Catherine Horel : « jamais un historien n’a pu empêcher une guerre »

Début avril dernier, Catherine Horel a visité le Maroc pour le compte du Comité International des Sciences Historiques (CISH). Accueillie à Rabat dans les locaux de l’institution Archives du Maroc, elle explique à Zamane la nature de son organisme et les raisons de sa visite. 

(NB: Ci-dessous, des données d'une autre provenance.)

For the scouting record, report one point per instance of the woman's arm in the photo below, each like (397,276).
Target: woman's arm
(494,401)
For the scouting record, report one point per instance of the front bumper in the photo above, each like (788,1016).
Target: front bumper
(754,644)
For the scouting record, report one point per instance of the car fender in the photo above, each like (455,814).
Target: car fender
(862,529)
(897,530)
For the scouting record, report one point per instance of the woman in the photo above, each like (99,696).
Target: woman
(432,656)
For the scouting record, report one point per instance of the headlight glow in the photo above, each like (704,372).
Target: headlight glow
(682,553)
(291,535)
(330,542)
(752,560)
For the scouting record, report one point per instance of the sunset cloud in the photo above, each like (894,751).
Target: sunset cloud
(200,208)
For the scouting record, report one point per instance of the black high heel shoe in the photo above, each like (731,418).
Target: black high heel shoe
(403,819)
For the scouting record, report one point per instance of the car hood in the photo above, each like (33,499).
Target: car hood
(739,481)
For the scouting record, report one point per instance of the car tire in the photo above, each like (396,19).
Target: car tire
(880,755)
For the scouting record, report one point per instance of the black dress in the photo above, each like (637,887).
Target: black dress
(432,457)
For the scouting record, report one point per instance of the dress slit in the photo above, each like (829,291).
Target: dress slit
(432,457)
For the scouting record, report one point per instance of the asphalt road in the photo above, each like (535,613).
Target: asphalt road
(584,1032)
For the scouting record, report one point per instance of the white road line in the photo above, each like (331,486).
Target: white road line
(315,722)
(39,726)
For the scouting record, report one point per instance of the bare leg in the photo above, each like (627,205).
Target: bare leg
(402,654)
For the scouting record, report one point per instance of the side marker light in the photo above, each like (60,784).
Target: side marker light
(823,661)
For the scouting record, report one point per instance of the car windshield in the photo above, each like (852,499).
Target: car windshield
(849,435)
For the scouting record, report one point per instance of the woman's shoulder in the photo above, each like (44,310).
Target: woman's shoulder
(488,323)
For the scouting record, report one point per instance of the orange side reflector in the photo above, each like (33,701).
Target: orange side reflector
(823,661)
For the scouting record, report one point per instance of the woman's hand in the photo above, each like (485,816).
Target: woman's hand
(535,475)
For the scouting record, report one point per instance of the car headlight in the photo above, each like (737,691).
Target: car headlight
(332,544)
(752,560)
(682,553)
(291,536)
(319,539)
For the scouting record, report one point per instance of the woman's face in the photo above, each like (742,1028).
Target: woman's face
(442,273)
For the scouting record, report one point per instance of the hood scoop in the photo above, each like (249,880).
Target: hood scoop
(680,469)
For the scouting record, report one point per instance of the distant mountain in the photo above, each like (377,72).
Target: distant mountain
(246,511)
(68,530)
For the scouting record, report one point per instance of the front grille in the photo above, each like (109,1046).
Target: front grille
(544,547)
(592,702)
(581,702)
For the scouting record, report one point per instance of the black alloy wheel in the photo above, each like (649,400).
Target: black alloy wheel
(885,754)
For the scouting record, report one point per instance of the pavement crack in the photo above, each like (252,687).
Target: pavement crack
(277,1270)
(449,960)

Qu’est-ce que le CISH ? Quel est l’objectif de votre séjour
au Maroc ?

C’est un organisme international créé en 1926 en Suisse sous l’égide de la SDN (Société des Nations), ancêtre de l’ONU. L’idée de base était de discuter sur la nature et les raisons des conflits armés. Mais jamais, hélas, un historien n’a pu empêcher une guerre. Nous avons compris, depuis, que les conflits font partie de nos terrains de recherche. Le siège administratif théorique du CISH est à Genève, mais nous le bureau se réunit à Sciences Po Paris. Nous sommes une institution dématérialisée dans le sens où la plupart des membres du bureau sont, par définition, à l’international. Nous nous réunissons en assemblée générale deux fois par an à différents endroits, généralement invités par un de ses un membres. Depuis deux ans, nous profitons de ces occasions pour organiser un colloque dans lequel nous pouvons échanger avec les historiens du pays hôte. Le bureau du CISH est composé de douze personnes, et nous souhaitons que ses membres représentent tous les continents et, si possible, toutes les périodes de l’histoire. Le rendez-vous le plus important pour nous est la tenue d’un grand congrès, organisé tous les cinq ans. Cet évènement rassemble des milliers d’acteurs liés à la recherche historique venant du monde entier et qui débattent sur des sujets que l’on souhaite à portée universelle.
Je suis en visite au Maroc d’abord pour répondre à l’aimable invitation de l’AMRH (Association Marocaine pour la Recherche Historique) qui est par ailleurs membre du CISH. L’objectif est de rencontrer les chercheurs marocains, échanger avec eux et communiquer sur l’actualité de l’organisme.